Chinese President Hu Jintao will kick off his visit to the United States this week by meeting with two major corporations that embody both the difficulties and the opportunities for U.S. companies in China.
Microsoft Corp. believes that, after more than a decade of efforts, it is on the cusp of a breakthrough in China's vast potential market, where it has traditionally been hindered by widespread software piracy.
But even as Microsoft is winning Chinese government backing to crack down on piracy, the software maker and its competitors have come under fire for aiding government censorship efforts as they try to break into China's lucrative online market. (MSNBC is a Microsoft-NBC joint venture.)
"Everybody sort of has this issue of, `How do you balance the sort of civil liberties aspect with the sort of real world that's the market out there,'" said analyst Charlie Di Bona with Bernstein & Co.
Meanwhile, Boeing Co. has won pledges for big airplane orders that could help boost diplomacy efforts, although some say the company's potential there is limited by strict regulation of Chinese airlines.
"Everyone wants the market to deregulate, but it's happening slower than expected," said Richard Aboulafia, analyst with the Teal Group.
The nation's largest exporter also is seeing stiffer competition in China from rival Airbus SAS, raising concerns in part because so much business is at stake. Boeing believes China will require 2,600 new airplanes over the next 20 years.
"The Chinese market is probably going to be as strong as any single country in the world over the next 20 years, ... so it's certainly one that Boeing wants to continue to be dominant in," said aviation analyst Paul Nisbet with JSA Research.
Nisbet credits Boeing with astute sales and marketing efforts in China, but he said the company also is benefiting from both U.S. and Chinese eagerness to address a growing trade imbalance. The United States has a $202 billion trade deficit with China, and big purchases of Boeing airplanes help tip the scales back a bit.
At a meeting between U.S. and Chinese officials last week, China pledged to complete a previous 150-plane commitment by buying 80 narrow-body 737-700 and 737-800 airplanes worth $5.2 billion at list prices. The order has yet to be finalized, and airlines typically negotiate discounts.
Still, Aboulafia said he thinks the potential could be greater if there were looser restrictions, allowing more people to more easily start up airlines and buy planes.

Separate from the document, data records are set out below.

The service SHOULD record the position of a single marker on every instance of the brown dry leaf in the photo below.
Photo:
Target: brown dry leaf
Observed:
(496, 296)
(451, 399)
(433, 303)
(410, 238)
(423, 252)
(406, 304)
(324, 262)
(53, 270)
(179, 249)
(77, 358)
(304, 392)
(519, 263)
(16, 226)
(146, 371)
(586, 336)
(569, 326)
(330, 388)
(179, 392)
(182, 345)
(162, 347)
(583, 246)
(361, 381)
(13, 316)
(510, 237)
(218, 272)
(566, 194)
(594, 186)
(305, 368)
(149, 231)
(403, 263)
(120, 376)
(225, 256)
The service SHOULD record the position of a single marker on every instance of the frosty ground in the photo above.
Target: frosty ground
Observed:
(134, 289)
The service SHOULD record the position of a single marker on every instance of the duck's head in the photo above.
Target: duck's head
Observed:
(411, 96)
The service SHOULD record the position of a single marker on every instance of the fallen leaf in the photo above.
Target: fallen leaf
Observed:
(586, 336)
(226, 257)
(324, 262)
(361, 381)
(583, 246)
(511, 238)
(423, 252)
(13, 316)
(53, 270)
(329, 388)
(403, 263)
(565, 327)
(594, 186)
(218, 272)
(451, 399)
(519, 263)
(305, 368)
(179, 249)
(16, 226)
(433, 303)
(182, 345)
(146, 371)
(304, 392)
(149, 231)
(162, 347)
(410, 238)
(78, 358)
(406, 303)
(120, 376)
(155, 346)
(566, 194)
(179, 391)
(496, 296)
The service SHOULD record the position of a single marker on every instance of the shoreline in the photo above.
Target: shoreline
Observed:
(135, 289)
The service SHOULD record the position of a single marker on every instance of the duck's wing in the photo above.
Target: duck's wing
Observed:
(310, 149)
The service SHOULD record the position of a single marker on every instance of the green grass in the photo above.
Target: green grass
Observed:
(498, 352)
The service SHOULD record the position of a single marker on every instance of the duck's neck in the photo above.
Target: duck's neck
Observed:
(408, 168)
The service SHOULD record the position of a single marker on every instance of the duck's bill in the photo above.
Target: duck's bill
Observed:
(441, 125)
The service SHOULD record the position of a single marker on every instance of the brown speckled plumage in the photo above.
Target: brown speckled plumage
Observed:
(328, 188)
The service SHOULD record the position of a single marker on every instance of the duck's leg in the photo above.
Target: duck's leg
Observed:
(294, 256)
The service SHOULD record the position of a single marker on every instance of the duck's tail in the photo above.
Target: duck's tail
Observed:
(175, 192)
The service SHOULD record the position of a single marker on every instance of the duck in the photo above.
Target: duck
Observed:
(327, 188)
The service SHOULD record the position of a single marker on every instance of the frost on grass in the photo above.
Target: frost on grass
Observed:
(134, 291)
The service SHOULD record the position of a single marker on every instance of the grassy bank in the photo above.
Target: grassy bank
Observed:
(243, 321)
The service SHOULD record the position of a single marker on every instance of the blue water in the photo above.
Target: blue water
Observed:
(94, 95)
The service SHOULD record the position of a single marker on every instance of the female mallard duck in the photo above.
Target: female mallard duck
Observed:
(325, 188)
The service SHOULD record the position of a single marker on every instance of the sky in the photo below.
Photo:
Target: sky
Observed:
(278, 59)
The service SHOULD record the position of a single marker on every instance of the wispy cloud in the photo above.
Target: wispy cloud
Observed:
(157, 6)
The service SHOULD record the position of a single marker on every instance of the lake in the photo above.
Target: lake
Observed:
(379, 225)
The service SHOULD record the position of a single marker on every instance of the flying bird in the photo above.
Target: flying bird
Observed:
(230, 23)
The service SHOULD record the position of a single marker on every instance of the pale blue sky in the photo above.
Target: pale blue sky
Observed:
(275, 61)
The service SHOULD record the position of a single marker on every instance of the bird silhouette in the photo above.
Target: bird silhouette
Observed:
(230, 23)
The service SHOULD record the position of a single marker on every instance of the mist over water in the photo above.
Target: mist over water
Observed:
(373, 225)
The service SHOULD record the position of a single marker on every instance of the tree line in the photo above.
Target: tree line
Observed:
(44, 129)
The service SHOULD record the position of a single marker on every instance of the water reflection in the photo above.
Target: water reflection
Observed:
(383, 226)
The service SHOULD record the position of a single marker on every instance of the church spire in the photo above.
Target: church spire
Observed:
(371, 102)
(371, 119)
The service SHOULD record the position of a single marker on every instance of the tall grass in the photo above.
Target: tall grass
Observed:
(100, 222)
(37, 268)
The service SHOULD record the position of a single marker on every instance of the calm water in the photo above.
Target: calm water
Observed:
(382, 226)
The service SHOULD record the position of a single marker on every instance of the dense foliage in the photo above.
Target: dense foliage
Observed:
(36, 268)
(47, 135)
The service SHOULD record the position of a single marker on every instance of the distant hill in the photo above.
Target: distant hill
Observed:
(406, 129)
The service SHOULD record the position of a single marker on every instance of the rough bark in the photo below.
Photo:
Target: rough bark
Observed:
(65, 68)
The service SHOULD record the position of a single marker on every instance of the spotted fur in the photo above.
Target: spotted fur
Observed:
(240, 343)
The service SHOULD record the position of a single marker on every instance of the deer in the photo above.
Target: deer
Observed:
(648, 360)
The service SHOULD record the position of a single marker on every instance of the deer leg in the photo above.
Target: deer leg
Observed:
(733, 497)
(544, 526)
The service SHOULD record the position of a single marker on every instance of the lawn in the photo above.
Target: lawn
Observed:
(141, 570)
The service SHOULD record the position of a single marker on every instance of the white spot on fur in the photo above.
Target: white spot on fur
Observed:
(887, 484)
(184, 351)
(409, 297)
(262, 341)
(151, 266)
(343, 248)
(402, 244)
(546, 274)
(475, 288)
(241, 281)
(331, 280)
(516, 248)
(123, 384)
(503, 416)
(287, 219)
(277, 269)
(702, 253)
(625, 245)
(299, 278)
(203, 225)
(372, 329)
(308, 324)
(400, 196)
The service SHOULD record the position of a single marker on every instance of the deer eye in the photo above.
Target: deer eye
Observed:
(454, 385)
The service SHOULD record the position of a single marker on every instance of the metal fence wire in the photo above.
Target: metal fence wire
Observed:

"The fact that the Chinese government is placing these orders shows how close they are," said Aboulafia, who believes India is more promising in part because it's a more open market.
Robert Laird, Boeing's vice president for China sales, insists Chinese airlines, not the government, are making fleet purchasing decisions.
Redmond-based Microsoft has had a presence in China since 1992, but Tim Chen, who overseas Microsoft's China operations, says it has only been in the last couple years that the company has succeeded in efforts to curb piracy.
The Chinese government has said it will crack down on illegitimate software use, and three major computer makers have said they would begin loading legitimate copies of Windows onto some of the computers sold there.
"China wants to be regarded as a mature player in the world stage, and to do so it has to respect intellectual property law," said Roger Kay with Endpoint Technologies Associates.
Such regulation is important to Microsoft because the market for Windows and other products is growing saturated in much of the developed world, leaving Microsoft hungry to boost sales in areas such as China and India. But Di Bona said that, despite the high-profile promises, he thinks it will still be some time before Microsoft realizes significant revenue from the pledged changes.
Meanwhile, Microsoft, Yahoo Inc., Google Inc. and others are also eager to break into China's promising Internet market, which boasts approximately 100 million Web users. But the companies have come under fire for working with Chinese government officials who want to police such activities and censor free speech.
Microsoft says it must obey local laws in countries where it operates, and says it believes that it is better to offer these tools even with the limitations than not to offer them at all.
Boeing and Microsoft also both take advantage of manufacturing in China, but to a much lesser degree than other companies. Boeing produces parts for its 737s and other airplanes there, although Aboulafia said he thinks the amount of work is small compared to other parts of the world. Instead, he thinks Airbus and Boeing's production efforts there are meant to serve more as a scare tactic.
"China's real value is that it pressures the unions and politicians back in the United States and Europe," he said.
Microsoft outsources production of its Xbox game console, computer mice and other hardware to Chinese manufacturers. Still, analysts say the more noteworthy element of the company's work in China is a research and development center located there.
Among other things, the research center is playing a central role in developing technology for Microsoft's online advertising platform, one of the company's key initiatives for competing with the likes of Google and Yahoo.